Block coordinate descent is a powerful algorithmic template suitable for big data optimization. This template admits a lot of variants including block gradient descent (BGD), which performs gradient descent on a selected block of variables, while keeping other variables fixed. For a very long time, the stepsize for each block has tacitly been set to one divided by the block-wise Lipschitz smoothness constant, imitating the vanilla stepsize rule for gradient descent (GD). However, such a choice for BGD has not yet been able to theoretically justify its empirical superiority over GD, as existing convergence rates for BGD have worse constants than GD in the deterministic cases. To discover such theoretical justification, we set up a simple environment where we consider BGD applied to least-squares with two blocks of variables. Assuming the data matrix corresponding to each block is orthogonal, we find optimal stepsizes of BGD in closed form, which provably lead to asymptotic convergence rates twice as fast as GD with Polyak's momentum; this means, under that orthogonality assumption, one can accelerate BGD by just tuning stepsizes and without adding any momentum. An application that satisfies this assumption is \textit{generalized alternating projection} between two subspaces, and applying our stepsizes to it improves the prior convergence rate that was once claimed, slightly inaccurately, to be optimal. The main proof idea is to minimize, in stepsize variables, the spectral radius of a matrix that controls convergence rates.
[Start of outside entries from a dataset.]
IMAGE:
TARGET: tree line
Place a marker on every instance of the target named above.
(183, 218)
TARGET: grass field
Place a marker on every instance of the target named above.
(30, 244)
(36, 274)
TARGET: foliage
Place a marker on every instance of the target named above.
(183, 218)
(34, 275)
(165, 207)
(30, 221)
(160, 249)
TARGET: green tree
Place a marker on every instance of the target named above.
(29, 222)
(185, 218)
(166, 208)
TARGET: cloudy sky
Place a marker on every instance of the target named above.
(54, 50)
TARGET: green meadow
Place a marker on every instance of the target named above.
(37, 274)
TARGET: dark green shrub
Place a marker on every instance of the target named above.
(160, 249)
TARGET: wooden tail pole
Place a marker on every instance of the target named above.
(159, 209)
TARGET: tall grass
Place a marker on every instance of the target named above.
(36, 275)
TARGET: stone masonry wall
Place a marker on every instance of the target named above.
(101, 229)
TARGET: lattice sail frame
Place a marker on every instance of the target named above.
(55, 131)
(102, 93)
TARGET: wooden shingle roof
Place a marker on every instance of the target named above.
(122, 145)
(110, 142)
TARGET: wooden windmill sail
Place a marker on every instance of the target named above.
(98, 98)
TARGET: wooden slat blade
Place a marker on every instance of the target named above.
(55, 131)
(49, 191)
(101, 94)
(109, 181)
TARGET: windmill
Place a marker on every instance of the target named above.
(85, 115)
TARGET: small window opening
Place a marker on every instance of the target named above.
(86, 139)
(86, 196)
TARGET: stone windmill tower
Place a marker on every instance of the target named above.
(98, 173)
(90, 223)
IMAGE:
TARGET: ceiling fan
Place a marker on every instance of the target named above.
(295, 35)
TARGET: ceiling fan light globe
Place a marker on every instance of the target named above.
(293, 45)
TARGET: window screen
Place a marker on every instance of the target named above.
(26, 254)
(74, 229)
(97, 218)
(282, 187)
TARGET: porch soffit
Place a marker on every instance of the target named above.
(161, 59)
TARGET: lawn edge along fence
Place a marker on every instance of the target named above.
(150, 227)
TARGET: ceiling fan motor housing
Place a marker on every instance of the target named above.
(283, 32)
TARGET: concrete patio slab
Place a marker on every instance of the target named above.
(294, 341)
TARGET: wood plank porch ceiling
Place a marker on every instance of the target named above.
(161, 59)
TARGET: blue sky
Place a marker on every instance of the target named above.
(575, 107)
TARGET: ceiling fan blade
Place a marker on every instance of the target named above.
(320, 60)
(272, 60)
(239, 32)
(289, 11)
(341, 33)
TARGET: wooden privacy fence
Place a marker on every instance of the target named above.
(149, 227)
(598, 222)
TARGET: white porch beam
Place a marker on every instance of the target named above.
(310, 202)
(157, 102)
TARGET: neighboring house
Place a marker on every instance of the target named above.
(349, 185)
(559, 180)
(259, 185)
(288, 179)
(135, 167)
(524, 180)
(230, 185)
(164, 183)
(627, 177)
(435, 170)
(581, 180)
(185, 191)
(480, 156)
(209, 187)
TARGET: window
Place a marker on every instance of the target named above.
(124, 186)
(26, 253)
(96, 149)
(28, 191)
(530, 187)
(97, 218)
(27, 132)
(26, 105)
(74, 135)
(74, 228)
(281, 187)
翻译：块坐标下降是一种适用于大数据优化的强大算法框架。该框架包含多种变体，其中块梯度下降（BGD）在选定变量块上执行梯度下降，同时保持其他变量固定。长期以来，每个块的步长通常被隐式地设置为块李普希茨光滑常数的倒数，这模仿了梯度下降（GD）的经典步长规则。然而，这种BGD步长选择尚未能从理论上证明其相对于GD的经验优势，因为在确定性情况下，现有BGD收敛速率中的常数项均差于GD。为探寻理论依据，我们建立了一个简单场景：考虑将BGD应用于具有两个变量块的最小二乘问题。假设每个块对应的数据矩阵正交，我们以闭式形式推导出BGD的最优步长，并证明其能带来比带Polyak动量的GD快两倍的渐近收敛速率；这意味着在该正交性假设下，仅通过调整步长而无需添加任何动量即可加速BGD。满足该假设的一个应用场景是子空间间的\textit{广义交替投影}，将我们的步长应用于该场景可改进先前曾被（略有偏差地）宣称最优的收敛速率。核心证明思路在于：通过最小化控制收敛速率的矩阵谱半径来优化步长变量。